California Water II
Copyright (c) 2007
NOTE: This title is available only as an eBOOK in Kindle format.
California Water II is a thoroughly updated second edition of this comprehensive, yet concise guide to historical, legal, and policy issues affecting the use of water in California. This edition is a major resource for local officials in water districts, cities, and counties as well as for lawyers, judges, engineers, planners, community leaders, environmentalists, developers, and farmers.
Among the topics covered are California water supplies, their use and development, environmental issues, water rights and regulations, the public trust doctrine, water litigation, conservation, and the law of the Colorado River. This book is not limited to all reported case decisions but does include hard-to-find, practical information.
Also addressed are such questions as: How much water does California have? Where does it come from? Are we really a water-short state? How is our water used? How much do we need? What changes in federal and state water laws have occurred in the last decade? What critical issues must environmental, urban and agricultural interests address to reconcile their competing demands for water?
The story of the long running negotiations and battles over Colorado River water is told, ending in a settlement that requires a cut-back in California uses, but allows the transfer of agricultural water from the Imperial Irrigation District to urban Southern California uses. In the Delta, the State Water Board finally set water quality standards (D-1641) that determine the amount of water that the enormous State and Federal projects can export. That State Board decision was recently generally upheld in a 173-page opinion by Justice Ronald R. Robie, in a ruling that will shape California water law and our uses of water for many years to come.
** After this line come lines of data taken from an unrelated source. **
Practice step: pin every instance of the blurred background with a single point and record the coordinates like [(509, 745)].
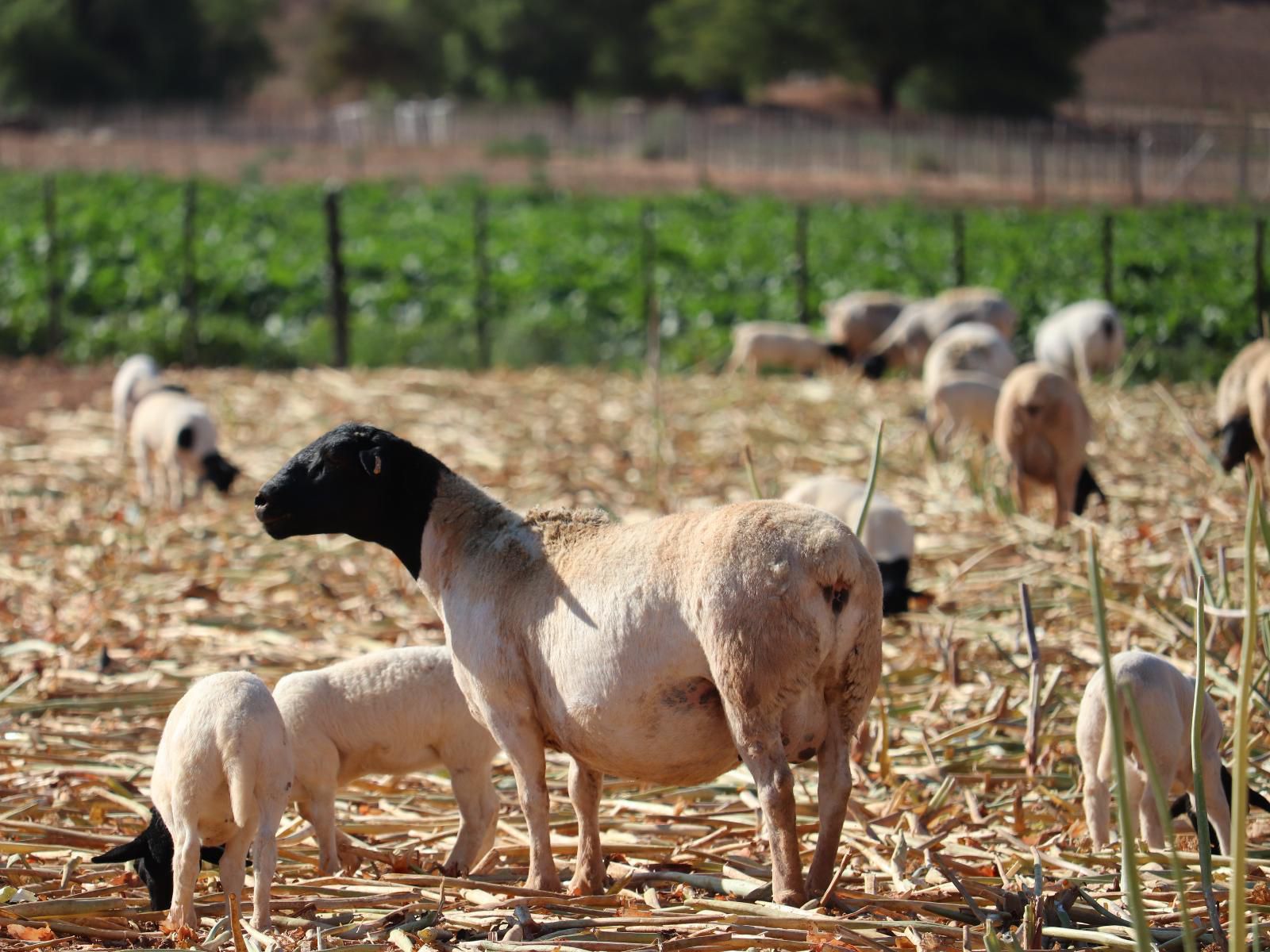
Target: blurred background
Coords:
[(524, 182)]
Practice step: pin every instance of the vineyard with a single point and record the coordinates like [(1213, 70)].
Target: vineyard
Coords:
[(560, 278)]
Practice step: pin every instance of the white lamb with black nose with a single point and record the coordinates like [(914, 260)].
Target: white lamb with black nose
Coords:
[(394, 712), (657, 651), (169, 427)]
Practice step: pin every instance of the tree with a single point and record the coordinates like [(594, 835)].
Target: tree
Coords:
[(64, 52)]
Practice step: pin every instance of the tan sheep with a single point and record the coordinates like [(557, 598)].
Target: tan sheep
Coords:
[(1041, 429), (1233, 419)]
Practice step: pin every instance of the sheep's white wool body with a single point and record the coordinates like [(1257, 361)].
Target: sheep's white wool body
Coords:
[(156, 429), (967, 348), (222, 774), (127, 387), (1165, 700), (393, 712), (1081, 340), (660, 651), (774, 344), (887, 533), (963, 401)]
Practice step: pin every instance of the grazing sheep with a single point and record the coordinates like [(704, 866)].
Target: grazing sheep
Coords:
[(1165, 700), (1233, 418), (126, 389), (654, 651), (1041, 429), (394, 711), (789, 347), (221, 776), (178, 431), (906, 342), (887, 533), (963, 401), (1185, 804), (1081, 340), (968, 348), (856, 321)]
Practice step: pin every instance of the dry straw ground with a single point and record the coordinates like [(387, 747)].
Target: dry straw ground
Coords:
[(108, 612)]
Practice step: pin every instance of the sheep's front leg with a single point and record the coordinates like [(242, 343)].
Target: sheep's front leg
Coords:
[(833, 762), (759, 742), (584, 786), (184, 875), (478, 810)]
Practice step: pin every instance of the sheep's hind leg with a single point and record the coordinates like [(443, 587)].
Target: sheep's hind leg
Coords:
[(584, 785), (833, 762)]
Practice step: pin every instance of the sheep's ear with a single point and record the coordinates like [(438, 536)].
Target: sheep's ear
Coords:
[(122, 854)]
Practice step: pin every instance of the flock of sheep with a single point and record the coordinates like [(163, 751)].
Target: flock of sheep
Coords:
[(749, 632)]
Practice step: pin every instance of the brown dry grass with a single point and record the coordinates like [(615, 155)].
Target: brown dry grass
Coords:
[(943, 799)]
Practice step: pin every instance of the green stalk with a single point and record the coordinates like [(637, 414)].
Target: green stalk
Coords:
[(1161, 797), (1206, 850), (1238, 926), (1130, 882), (873, 479)]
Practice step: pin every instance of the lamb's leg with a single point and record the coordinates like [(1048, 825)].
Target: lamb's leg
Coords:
[(319, 810), (264, 858), (478, 809), (184, 873), (833, 762), (584, 787), (234, 867), (759, 742)]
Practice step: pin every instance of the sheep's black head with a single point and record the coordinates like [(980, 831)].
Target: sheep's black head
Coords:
[(220, 471), (152, 852), (1237, 441), (876, 366), (357, 480), (895, 585)]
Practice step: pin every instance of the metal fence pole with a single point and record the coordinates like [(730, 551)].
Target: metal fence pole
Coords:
[(336, 273), (54, 281), (802, 278), (190, 292), (480, 267)]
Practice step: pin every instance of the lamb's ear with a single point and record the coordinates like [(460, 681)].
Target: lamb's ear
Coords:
[(124, 852)]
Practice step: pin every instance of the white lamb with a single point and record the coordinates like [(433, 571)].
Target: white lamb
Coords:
[(177, 429), (789, 347), (660, 651), (1165, 700), (1081, 340), (963, 401), (394, 712), (221, 776), (967, 348), (887, 533)]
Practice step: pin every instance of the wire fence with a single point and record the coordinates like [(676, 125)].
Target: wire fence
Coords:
[(632, 146)]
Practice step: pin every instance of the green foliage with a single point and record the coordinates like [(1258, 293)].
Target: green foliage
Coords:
[(71, 52), (565, 272)]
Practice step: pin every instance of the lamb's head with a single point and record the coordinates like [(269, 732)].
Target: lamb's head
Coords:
[(357, 480), (1237, 441), (152, 852)]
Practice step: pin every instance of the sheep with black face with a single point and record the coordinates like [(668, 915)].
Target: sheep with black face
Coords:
[(654, 651)]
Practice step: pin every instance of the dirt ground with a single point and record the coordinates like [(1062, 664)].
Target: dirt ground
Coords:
[(110, 611)]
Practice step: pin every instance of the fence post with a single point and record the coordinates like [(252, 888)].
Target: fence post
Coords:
[(55, 286), (648, 278), (480, 267), (188, 292), (336, 272), (1108, 257), (800, 270), (1259, 272)]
The progress of CALFED – and its lack of progress – plays a significant role in the last 10 years, and its history is discussed. Groundwater, called one of California’s “greatest natural resources,” gets a chapter of its own, dealing with groundwater storage, pollution, and the Supreme Court’s most important decision in a generation on groundwater law. Much attention is also given to the continuing clash between the use of water for fish and environmental purposes, and the diversion of water for farms and cities. The impact of the U.S. Endangered Species Act is told in detail. Finally, water transfers from agriculture to cities has emerged as a major source of supply in the last decade, and the subject is well covered.
About the Authors
Arthur Littleworth is highly regarded as a legal expert on California and national water issues and in 1990 was appointed by the United States Supreme Court as Special Master to hear the case between the states of Kansas and Colorado involving rights to the Arkansas River. In 1977 he was one of two practicing lawyers appointed tho the Governor's Commission to Review California Water Rights Law. He has tried a number of important Water Rights cases, including representing the State Water Contractors in the Bay-Delta hearing process beginning in 1987, litigating the right of East Bay Municipal Utility District to take water from the American River, establishing the right of State Water Contractors to continue levying taxes after passage of Proposition 13 to make payments for water from the State Water Project, and acting as on of the lead counsels in stream system adjudications involving thousand of parties.
Eric Garner has practiced environmental law since 1987, representing public and private clients on endangered species and other environmental and water-related issues throughout California. He has taught courses on water law for University of California Extension and has written numerous environmental articles for statewide and national publications, including the law review article “Institutional Reforms in California Groundwater Law.”